Observations of the electric field: STEREO/WAVES experiment

Get Complete Project Material File(s) Now! »

Numerical model for the Vlasov-Poisson system

The Vlasov-Poisson model, previously described in section 1.2, is used for the simulations described in sections 3.2 and 3.3.
The numerical scheme that solves these equations uses a partially eulerian approach. The distribution function f at a given time t is known on a space velocity grid (xi, vj). Then a Lagrangian step is used to follow f along the characteristics which at t + t ends up at (xi, vj). This characteristics started at time t at a phase space point (x⋆i , v⋆ j ) which usually is not a grid point, so that some interpolation is needed to calculate f(x⋆i , v⋆ j , t) = f(xi, vj , t + t). The numerical model uses a III order Van-Leer interpolation scheme. The code integrates the Vlasov equation by means of the so-called « splitting scheme » (i.e. it splits the Vlasov equation in several advection equations). The main points of the numerical scheme can be described as follows. It uses a fundamental property of the Vlasov equation is the Liouville theorem, which states that the phase-space distribution function is conserved along trajectories of matter elements (the characteristics curves) in phase space: f 􀀀 x(t), v(t), t = constant The numerical treatment for solving the Vlasov equation uses this property to advance with time the distribution function in the (x,v) phase space. The numerical scheme of the electrostatic version of the Vlasov code is based on the splitting scheme [Cheng and Knorr, 1976]. It consists in exploiting the Liouville theorem in two steps, while evolving the system during a time step t, where the space and velocity advection terms are
advanced separately: fsp(x, v) = f(x − vt/2, v, t).

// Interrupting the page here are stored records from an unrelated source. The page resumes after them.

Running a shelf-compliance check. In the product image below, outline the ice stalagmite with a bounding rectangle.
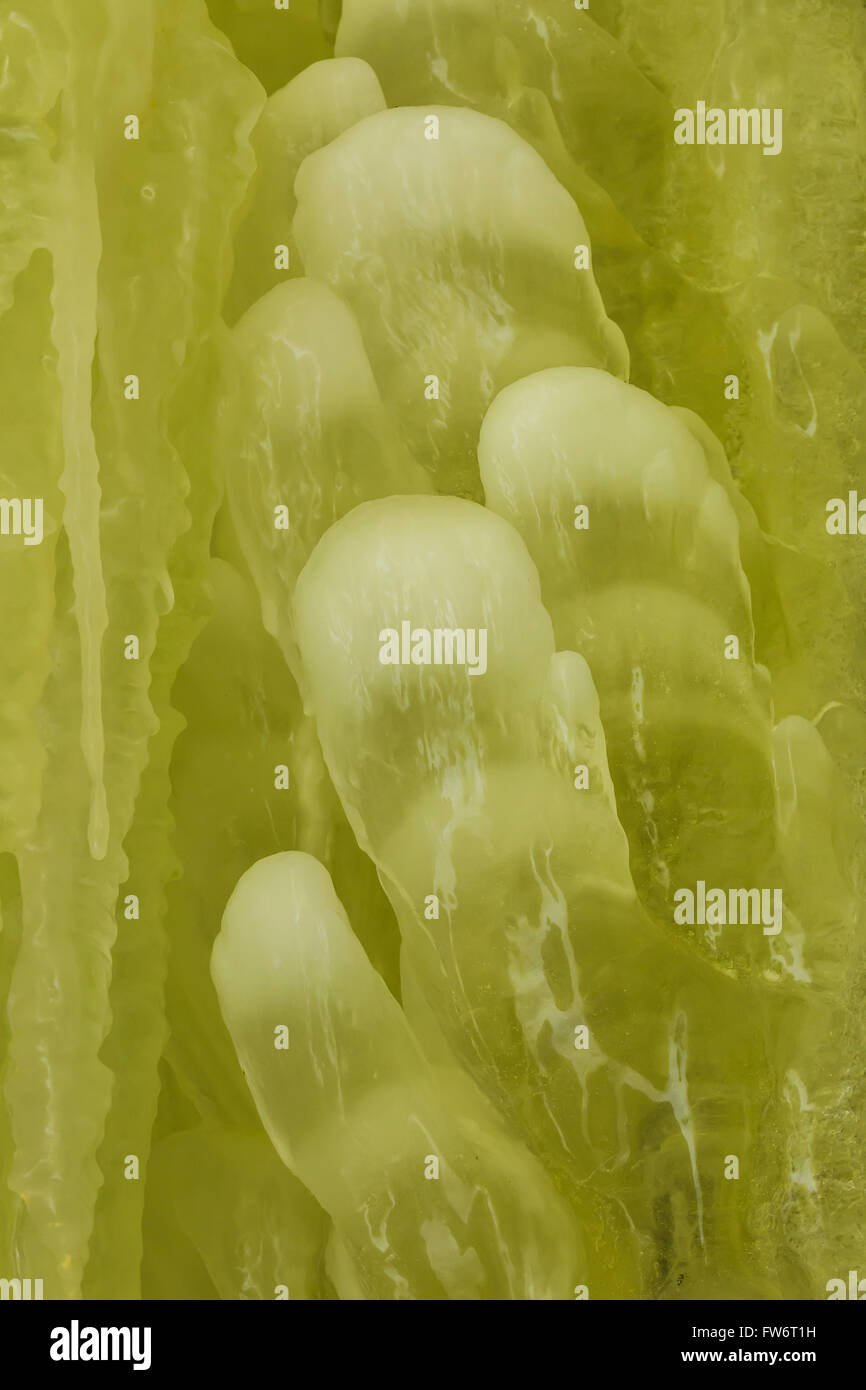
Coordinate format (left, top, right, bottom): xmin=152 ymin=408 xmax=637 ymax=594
xmin=225 ymin=58 xmax=385 ymax=322
xmin=213 ymin=853 xmax=584 ymax=1300
xmin=145 ymin=1125 xmax=334 ymax=1302
xmin=296 ymin=498 xmax=783 ymax=1297
xmin=478 ymin=368 xmax=774 ymax=958
xmin=293 ymin=106 xmax=628 ymax=498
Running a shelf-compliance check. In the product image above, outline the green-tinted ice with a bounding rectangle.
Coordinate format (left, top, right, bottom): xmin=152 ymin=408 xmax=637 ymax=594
xmin=296 ymin=498 xmax=795 ymax=1297
xmin=295 ymin=106 xmax=628 ymax=496
xmin=478 ymin=368 xmax=774 ymax=939
xmin=213 ymin=853 xmax=585 ymax=1298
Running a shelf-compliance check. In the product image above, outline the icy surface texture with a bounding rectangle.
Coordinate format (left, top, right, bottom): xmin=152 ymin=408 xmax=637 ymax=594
xmin=0 ymin=0 xmax=866 ymax=1300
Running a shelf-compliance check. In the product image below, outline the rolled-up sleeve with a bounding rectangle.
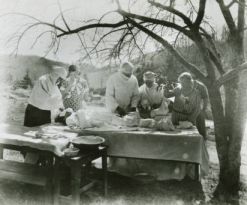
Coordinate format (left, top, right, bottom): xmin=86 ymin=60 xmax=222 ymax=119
xmin=105 ymin=78 xmax=118 ymax=112
xmin=131 ymin=78 xmax=140 ymax=107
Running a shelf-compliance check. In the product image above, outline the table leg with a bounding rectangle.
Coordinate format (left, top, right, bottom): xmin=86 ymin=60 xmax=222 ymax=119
xmin=70 ymin=161 xmax=81 ymax=205
xmin=195 ymin=163 xmax=201 ymax=181
xmin=0 ymin=145 xmax=3 ymax=159
xmin=53 ymin=158 xmax=60 ymax=205
xmin=45 ymin=158 xmax=54 ymax=204
xmin=102 ymin=151 xmax=108 ymax=196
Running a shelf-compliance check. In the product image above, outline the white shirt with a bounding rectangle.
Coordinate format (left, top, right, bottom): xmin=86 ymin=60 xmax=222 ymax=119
xmin=139 ymin=83 xmax=164 ymax=105
xmin=28 ymin=74 xmax=63 ymax=110
xmin=106 ymin=72 xmax=139 ymax=112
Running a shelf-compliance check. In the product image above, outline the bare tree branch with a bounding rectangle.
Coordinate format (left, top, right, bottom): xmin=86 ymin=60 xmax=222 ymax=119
xmin=216 ymin=0 xmax=237 ymax=34
xmin=194 ymin=0 xmax=206 ymax=29
xmin=57 ymin=20 xmax=128 ymax=38
xmin=148 ymin=0 xmax=192 ymax=27
xmin=57 ymin=0 xmax=70 ymax=31
xmin=226 ymin=0 xmax=237 ymax=9
xmin=125 ymin=16 xmax=207 ymax=82
xmin=118 ymin=10 xmax=194 ymax=39
xmin=215 ymin=60 xmax=247 ymax=87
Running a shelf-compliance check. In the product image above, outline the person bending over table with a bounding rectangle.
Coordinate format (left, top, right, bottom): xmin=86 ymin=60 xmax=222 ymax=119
xmin=138 ymin=71 xmax=169 ymax=118
xmin=166 ymin=72 xmax=208 ymax=140
xmin=24 ymin=67 xmax=67 ymax=127
xmin=60 ymin=65 xmax=89 ymax=112
xmin=106 ymin=62 xmax=139 ymax=117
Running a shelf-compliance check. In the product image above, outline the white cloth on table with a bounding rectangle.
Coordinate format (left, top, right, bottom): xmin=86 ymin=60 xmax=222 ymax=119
xmin=139 ymin=83 xmax=164 ymax=106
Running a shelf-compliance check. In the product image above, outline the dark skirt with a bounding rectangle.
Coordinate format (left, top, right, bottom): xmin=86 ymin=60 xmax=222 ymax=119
xmin=24 ymin=104 xmax=51 ymax=127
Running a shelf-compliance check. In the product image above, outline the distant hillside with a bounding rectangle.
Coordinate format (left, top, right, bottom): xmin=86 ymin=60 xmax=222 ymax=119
xmin=0 ymin=55 xmax=68 ymax=82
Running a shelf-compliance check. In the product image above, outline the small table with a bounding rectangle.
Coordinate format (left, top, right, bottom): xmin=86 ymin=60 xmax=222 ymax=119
xmin=54 ymin=146 xmax=107 ymax=205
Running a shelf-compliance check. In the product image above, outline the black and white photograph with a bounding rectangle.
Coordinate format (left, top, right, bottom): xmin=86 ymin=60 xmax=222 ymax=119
xmin=0 ymin=0 xmax=247 ymax=205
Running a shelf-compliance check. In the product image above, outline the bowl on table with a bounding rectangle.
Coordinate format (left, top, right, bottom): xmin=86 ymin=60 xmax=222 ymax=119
xmin=71 ymin=135 xmax=105 ymax=151
xmin=64 ymin=147 xmax=80 ymax=157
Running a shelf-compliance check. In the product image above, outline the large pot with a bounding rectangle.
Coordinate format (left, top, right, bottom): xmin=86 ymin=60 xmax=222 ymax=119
xmin=71 ymin=135 xmax=105 ymax=152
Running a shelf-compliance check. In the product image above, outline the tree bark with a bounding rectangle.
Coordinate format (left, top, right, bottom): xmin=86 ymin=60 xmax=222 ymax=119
xmin=208 ymin=87 xmax=228 ymax=187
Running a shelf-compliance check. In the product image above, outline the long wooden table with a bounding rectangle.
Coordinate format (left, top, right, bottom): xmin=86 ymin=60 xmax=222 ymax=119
xmin=0 ymin=124 xmax=107 ymax=205
xmin=70 ymin=128 xmax=209 ymax=179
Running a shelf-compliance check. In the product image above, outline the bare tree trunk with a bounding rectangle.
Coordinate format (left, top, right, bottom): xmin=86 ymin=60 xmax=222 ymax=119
xmin=208 ymin=87 xmax=228 ymax=187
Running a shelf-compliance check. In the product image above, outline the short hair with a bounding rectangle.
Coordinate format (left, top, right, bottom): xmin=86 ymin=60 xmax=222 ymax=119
xmin=69 ymin=65 xmax=77 ymax=73
xmin=120 ymin=62 xmax=134 ymax=73
xmin=178 ymin=72 xmax=193 ymax=81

Evidence for Langmuir electrostatic decay

The electrostatic decay of Langmuir waves, described in section 1.3, is a resonant versionof Langmuir ponderomotive effects. As explained in section 2.1, three-wave coupling in general and Langmuir electrostatic decay in particular may explain the physical mechanism at the origin of radio emissions associated with Type III bursts.
I use (i) in-situ observations from the STEREO mission to show that three-wave coupling between Langmuir and ion acoustic waves indeed occur during Type III events, (ii) Vlasov simulations to compute the threshold for Langmuir electrostatic decay in typical solar wind conditions. By coupling in-situ observation and kinetic simulations, we show that the observed level of Langmuir energy matches the computed threshold for the decay process, confirming that Langmuir electrostatic decay is indeed observed during Type III bursts.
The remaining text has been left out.